Good morning.
Today, our finance correspondent previews the imminent vote to elect the next Eurogroup president, and I report on the extensive negotiations over the proposed Ukraine reparations loan raised against frozen Russian assets.
Master of coin
Today finance ministers of the Eurozone will elect one among their midst to lead the Eurogroup, and every vote counts, writes Paola Tamma.
Context: The body reuniting the 20 finance ministers of the single currency bloc jumped to prominence during the Eurozone sovereign debt crisis, when it steered EU policy to salvage economies stricken by the threat of a default.
It’s led by a president elected by a simple majority, and became vacant last month after Ireland’s Paschal Donohoe stepped down to take up a senior position at the World Bank.
The two contenders are Greek finance minister Kyriakos Pierrakakis and Belgian deputy prime minister responsible for budget Vincent Van Peteghem.
Both hail from the conservative European People’s Party, which counts nine members of the Eurogroup, thus splitting the conservative vote. Social Democrats control five seats, Liberals four, and hard-right parties have two.
The winner has to convince at least 10 of his peers that he’ll be best suited to lead the anaemic currency bloc back to sustained growth, rein in high debt and overspending, shape the euro in its digital form and complete the single market for financial services.
The vote remains too close to call with many capitals refusing to pick a side in advance, most prominently the Big Four of France, Germany, Italy and Spain.
Greece’s Pierrakakis is selling the story of his country’s economic turnaround following a decade of bailouts and belt-tightening reforms that, he claims, have enabled the country to outperform the bloc in recent years, run a budget surplus and put debt on a downward path.
“Greece’s recent experience offers a European lesson,” he told the Financial Times.
Weighing against Van Peteghem’s candidacy is a pending decision from Belgium on the use of Russia’s frozen assets to fund Ukraine, which has pitted Kyiv’s staunchest Eurozone supporters — the Baltic states and Finland — against him.
But the Belgian is undeterred: “In a world of uncertainty, steady leadership is the euro area’s strongest asset. My commitment is to safeguard that stability with discretion, trust and determination,” he told the Financial Times, adding: “I feel strong support within the group for this approach.”
Chart du jour: Fortress belt
A proposed peace plan to end the war in Ukraine is stumbling on Russia’s demand to be given land it has been unable to conquer: Ukraine’s eastern “fortress belt” of Pokrovsk, Kostyantynivka, Druzhkivka, Kramatorsk and Slovyansk.
Stalemate
Extensive talks between EU ambassadors in Brussels yesterday failed to make any decisive headway on a “reparations loan” for Ukraine funded by immobilised Russian sovereign assets, as the clock continues ticking to next Friday’s deadline.

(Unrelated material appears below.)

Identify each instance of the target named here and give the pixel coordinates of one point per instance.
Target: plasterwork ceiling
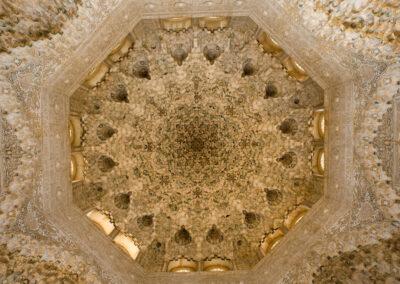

Context: Ukraine will go bankrupt without tens of billions of additional financial aid early next year. Brussels has proposed an initial €90bn loan funded by Russian assets immobilised in the EU. Most of the assets are held in Belgium, which opposes the idea due to fears of retaliation from Moscow.
The European Commission says its 87-page legal proposal, and related 19- page proposal to keep the assets frozen indefinitely, allay almost all of Belgium’s concerns.
That’s not how Belgium sees it. The country’s representative held firm during an extensive discussion yesterday, tabling a 37-page list of detailed amendments to the proposal, which people briefed on the discussion said it appeared to be designed to neuter.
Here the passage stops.